Los muertos que vos matáis.
Por Carlos Diviesti.
Cuando terminan los 206 minutos de Los asesinos de la luna, uno tiene la seguridad de conocer por completo la historia que nos cuenta Martin Scorsese, cosa inusual en los tiempos que corren. Sin tener la necesidad de echarle mano a spoiler alguno –ese recurso de marketing que obliga a ciertas obras a rebajar sus apetencias artísticas en pos de preservar la sorpresa, tantas veces carente de sustancia, del público potencial–, llegado el momento del fin uno sabrá que Ernest Burkhart siempre ha sido un pobre idiota, por qué William Hale es un asesino tremendo, si el amor de Mollie es menos sincero de lo que creemos y hasta qué punto el Buró de Investigaciones del gobierno americano (luego FBI) es concretamente eficaz. Estas certezas son el meollo del asunto en cuanto a narrativa refiere: en el caso del cine, al final de la película el espectador debe conocer a fondo el relato que se le ha ofrecido para poder formularse preguntas, para que haber visto ese trabajo no sea una mera y vacua experiencia sensorial.

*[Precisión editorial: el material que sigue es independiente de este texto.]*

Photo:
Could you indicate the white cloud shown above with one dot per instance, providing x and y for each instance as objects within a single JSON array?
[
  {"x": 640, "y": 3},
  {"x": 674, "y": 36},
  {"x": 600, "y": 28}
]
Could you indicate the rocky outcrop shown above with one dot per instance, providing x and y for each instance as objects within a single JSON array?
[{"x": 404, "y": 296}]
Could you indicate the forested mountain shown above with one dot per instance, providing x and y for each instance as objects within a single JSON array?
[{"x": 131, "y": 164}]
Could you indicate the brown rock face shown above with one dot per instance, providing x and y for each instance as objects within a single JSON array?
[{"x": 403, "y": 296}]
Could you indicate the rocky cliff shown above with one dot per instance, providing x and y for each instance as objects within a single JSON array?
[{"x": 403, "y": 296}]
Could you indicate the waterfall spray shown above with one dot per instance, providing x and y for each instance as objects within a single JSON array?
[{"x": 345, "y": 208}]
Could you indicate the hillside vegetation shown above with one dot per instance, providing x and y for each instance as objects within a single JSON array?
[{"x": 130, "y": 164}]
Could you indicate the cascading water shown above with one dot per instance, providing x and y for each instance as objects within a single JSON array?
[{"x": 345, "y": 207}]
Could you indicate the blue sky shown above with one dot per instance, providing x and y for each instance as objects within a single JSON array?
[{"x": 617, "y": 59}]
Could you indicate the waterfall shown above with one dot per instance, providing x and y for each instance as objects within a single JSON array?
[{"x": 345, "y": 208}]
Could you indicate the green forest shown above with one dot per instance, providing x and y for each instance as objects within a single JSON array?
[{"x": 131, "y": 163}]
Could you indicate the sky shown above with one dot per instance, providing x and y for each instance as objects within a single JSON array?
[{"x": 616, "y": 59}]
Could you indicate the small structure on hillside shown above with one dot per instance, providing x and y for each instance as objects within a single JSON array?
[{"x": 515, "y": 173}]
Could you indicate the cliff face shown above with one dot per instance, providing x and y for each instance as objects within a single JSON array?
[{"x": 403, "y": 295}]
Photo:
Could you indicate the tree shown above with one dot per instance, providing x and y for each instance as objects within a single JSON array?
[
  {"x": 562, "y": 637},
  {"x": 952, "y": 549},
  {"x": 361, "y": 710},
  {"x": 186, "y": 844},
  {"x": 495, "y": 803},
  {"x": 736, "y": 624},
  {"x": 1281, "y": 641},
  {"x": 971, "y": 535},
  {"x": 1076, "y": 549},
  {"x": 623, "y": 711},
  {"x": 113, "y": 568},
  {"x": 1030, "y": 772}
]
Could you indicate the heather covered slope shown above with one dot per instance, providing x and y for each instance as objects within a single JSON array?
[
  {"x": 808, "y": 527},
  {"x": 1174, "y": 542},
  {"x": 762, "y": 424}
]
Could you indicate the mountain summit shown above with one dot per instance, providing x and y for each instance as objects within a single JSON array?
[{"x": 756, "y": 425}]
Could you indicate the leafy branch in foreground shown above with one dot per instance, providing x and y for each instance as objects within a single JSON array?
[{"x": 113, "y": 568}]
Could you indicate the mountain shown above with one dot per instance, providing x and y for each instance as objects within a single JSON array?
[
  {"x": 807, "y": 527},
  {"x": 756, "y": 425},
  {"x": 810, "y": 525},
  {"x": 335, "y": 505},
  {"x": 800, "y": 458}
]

Respecto de Los asesinos de la luna es un tanto ocioso relatar que trata sobre una serie de crímenes que se suceden en la nación Osage de Oklahoma, hace unos cien años, cuando el petróleo transforma a este pueblo originario en, quizás, el grupo humano más rico de la Tierra. También es ocioso decir que esos crímenes son cometidos por pura codicia por blancos rebajados al rol de sirvientes, y que la nación Osage se corrompe a causa de un dinero que efectivamente posee pero del que no es libre usuario. No es eso lo que importa en la película de Scorsese, porque todo asunto narrativo debe tener una anécdota intrínseca; aquí correspondería analizar los recursos gramáticos de los que se vale Scorsese para sostener su verosímil, y entonces comprenderemos cuándo y por qué el tiempo de duración de ciertos planos panorámicos deja de ser expositivo, cuánta importancia tienen los personajes ínfimos que capta la cámara en una estación de trenes, por qué la luminancia de la imagen nos genera tan profunda desazón, y cómo la palabra no puede expresar la totalidad de un gesto, así ese gesto nos parezca completamente impasible.
Es que Scorsese sabe tanto de cine que no tiene necesidad de presumirlo frente al espectador: su verosímil parte del retorno a las fuentes del cine mudo, y es así como a partir de la pura imagen uno habrá de preguntarse (por esa inquietante escena en la que William Hale “corrige” la conducta de su sobrino Ernest Burkhart) hasta qué punto hoy nos siguen gobernando –política y culturalmente– ciertas sociedades secretas que, a partir de su apriorismo filantrópico, no encarnan otra cosa que el supremacismo totalitario. Esto tampoco es un spoiler, es una inquietud por la que uno hace días no deja de pensar.